Despite performing with only a teal guitar and two pianos, Spektor wowed the audience with her raw vocal talent and musical ingenuity. While some artists may have struggled without additional musicians or electronics, Spektor thrived. She banged on the body of her steinway piano in multiple tracks, including “Flyin,” a song she wrote in college. During “Poor Little Rich Boy” she used a chair as a drum, beating her sticks against its wooden surface.
While Spektor is known for collaborating with other artists, she admitted that “There’s something magic that happens when you’re just by yourself and completely free. You’re only sort of tuning to your own rhythms, to your own desires and thoughts. And I wanted to experience that again,” in an interview with the Arizona Sun.
Spektor at times epitomized the trope of the overly quirky indie singer, but then at others broke this mold with spunky, curse ridden lyrics. It was nothing short of bewildering to hear the singer speak to the audience, apologizing for forgetting “how to talk to people,” and then advising audience members to “keep doing your shit.” These mannerisms carry into Spektor’s songs, which range from thoughtful melodies that dip and soar, to eccentric ballads about washing machines and old meatballs wrapped in tinfoil.
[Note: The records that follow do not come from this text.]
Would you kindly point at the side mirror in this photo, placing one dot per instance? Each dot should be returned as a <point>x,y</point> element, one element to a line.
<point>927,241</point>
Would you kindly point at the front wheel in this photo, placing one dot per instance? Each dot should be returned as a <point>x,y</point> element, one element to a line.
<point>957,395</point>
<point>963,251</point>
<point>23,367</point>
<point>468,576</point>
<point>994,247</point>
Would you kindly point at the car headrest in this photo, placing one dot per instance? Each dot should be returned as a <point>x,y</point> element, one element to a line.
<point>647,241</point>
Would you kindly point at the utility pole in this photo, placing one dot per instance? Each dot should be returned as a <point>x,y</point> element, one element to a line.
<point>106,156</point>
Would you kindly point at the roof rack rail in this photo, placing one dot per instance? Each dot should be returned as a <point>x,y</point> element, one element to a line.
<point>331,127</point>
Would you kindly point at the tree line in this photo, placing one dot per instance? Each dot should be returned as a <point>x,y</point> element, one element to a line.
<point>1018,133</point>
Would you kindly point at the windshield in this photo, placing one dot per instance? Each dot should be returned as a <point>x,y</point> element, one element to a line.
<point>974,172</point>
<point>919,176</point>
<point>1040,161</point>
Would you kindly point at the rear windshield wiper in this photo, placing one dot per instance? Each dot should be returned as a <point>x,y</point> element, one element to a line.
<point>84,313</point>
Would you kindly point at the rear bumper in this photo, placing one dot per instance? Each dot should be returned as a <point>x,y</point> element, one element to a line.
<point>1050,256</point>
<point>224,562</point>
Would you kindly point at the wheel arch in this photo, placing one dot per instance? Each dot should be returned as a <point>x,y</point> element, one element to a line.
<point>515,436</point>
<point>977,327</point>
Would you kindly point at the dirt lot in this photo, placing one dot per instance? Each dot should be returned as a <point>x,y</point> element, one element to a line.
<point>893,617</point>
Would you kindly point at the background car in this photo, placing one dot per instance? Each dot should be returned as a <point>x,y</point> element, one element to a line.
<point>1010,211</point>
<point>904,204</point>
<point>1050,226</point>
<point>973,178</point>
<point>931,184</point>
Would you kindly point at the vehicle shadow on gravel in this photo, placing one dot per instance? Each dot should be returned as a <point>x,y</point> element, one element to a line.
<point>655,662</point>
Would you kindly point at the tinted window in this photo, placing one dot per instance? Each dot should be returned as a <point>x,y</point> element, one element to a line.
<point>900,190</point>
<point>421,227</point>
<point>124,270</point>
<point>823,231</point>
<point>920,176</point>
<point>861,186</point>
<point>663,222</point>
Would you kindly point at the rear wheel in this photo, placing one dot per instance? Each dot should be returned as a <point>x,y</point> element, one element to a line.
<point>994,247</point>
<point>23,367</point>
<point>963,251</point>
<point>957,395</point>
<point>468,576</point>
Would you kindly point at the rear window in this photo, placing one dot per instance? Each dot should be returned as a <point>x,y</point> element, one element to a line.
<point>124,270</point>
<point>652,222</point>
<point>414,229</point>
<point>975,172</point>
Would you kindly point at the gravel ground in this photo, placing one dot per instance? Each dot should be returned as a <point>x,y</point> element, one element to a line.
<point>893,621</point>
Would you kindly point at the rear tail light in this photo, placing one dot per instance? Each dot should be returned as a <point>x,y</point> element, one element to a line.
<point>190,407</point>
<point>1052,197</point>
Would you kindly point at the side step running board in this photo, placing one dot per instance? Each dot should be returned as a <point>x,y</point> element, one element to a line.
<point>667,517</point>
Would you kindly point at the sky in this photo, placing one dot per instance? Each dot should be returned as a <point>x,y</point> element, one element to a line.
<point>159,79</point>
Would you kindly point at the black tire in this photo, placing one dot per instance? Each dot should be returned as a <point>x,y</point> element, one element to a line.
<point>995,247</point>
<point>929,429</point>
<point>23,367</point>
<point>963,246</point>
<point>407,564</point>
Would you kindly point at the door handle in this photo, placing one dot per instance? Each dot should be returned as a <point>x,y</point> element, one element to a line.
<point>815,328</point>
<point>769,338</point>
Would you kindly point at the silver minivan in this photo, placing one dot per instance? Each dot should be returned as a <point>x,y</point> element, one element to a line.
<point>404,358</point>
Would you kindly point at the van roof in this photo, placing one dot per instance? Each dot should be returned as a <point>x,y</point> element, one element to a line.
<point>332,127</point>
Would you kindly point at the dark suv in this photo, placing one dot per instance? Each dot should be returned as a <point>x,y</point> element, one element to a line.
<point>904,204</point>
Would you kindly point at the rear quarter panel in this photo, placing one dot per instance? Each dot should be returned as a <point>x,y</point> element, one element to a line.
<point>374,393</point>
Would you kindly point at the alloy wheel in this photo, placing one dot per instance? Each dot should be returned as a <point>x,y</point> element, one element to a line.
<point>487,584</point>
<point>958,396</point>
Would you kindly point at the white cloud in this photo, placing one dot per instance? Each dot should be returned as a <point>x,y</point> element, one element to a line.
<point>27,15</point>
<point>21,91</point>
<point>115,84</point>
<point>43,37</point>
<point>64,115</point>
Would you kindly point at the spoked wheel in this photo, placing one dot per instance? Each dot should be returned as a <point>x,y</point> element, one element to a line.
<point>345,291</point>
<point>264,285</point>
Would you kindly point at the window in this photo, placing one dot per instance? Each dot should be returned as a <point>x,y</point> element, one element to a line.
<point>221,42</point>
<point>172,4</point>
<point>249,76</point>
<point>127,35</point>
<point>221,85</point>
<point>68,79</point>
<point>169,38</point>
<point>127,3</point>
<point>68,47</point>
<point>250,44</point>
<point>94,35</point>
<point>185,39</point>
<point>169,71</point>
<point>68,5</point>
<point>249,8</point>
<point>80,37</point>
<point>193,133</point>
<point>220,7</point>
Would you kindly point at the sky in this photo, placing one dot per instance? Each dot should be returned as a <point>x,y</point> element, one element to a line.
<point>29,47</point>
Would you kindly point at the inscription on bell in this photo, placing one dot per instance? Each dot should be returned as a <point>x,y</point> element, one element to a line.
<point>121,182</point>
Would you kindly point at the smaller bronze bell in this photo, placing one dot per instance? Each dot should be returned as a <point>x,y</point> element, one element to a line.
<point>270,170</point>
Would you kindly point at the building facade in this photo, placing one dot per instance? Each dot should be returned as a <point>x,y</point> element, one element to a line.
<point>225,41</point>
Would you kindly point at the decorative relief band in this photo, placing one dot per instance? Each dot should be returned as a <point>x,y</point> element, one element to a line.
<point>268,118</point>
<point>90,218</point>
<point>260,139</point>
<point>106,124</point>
It is this unique charm that captivates Spektor fans and had them quietly singing along and laughing uproariously to her tracks. At times one couldn’t help but wonder if they’d walked into a comedy club instead of a concert.
Even when Spektor touched on more serious topics, such as politics, she infused her songs and dialogue with humor. This was particularly evident in “A Ballad of a Politician,” which she dedicated to bettering the ratio of “morons” to “actual public servants” in the world.
Spektor disclosed to the audience that the objective of the concert was “not to burp.” It was comments like these that made Spektor feel more like a friend than famous performer. While her songs may grace the stages of Broadway and the screens of our televisions, she’s still a woman that deals with basic gastrointestinal issues and isn’t afraid to share them, sometimes even in a song.